# How do you differentiate f(x)=(x-5)^3-x^2+5x using the sum rule?

Nov 23, 2015

$f ' \left(x\right) = 3 {x}^{2} - 32 x + 30$

#### Explanation:

The sum rule is simple. All we have to do is find the derivative of each part of the sum and add them back to one another.
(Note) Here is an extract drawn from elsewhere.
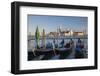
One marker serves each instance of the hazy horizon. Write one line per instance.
(50, 23)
Therefore, $f ' \left(x\right) = \stackrel{\text{chain rule"overbrace(d/dx[(x-5)^3])-stackrel"nx^(n-1)"overbrace(d/dx[x^2])+stackrel"nx^(n-1)}}{\overbrace{\frac{d}{\mathrm{dx}} \left[5 x\right]}}$

I've written the rules we'll need to continue in finding the derivatives.

Through the Chain Rule:

$\frac{d}{\mathrm{dx}} \left[{\left(x - 5\right)}^{3}\right] = 3 {\left(x - 5\right)}^{2} \cdot \frac{d}{\mathrm{dx}} \left[x\right] = 3 {\left(x - 5\right)}^{2} \cdot 1 = 3 {\left(x - 5\right)}^{2}$

$\frac{d}{\mathrm{dx}} \left[{x}^{2}\right] = 2 x$

$\frac{d}{\mathrm{dx}} \left[5 x\right] = 5$

We can add all these back together:

$f ' \left(x\right) = 3 {\left(x - 5\right)}^{2} - 2 x + 5$

And, simplify:

$f ' \left(x\right) = 3 \left({x}^{2} - 10 x + 25\right) - 2 x + 5$

$f ' \left(x\right) = 3 {x}^{2} - 30 x + 25 - 2 x + 5$

$f ' \left(x\right) = 3 {x}^{2} - 32 x + 30$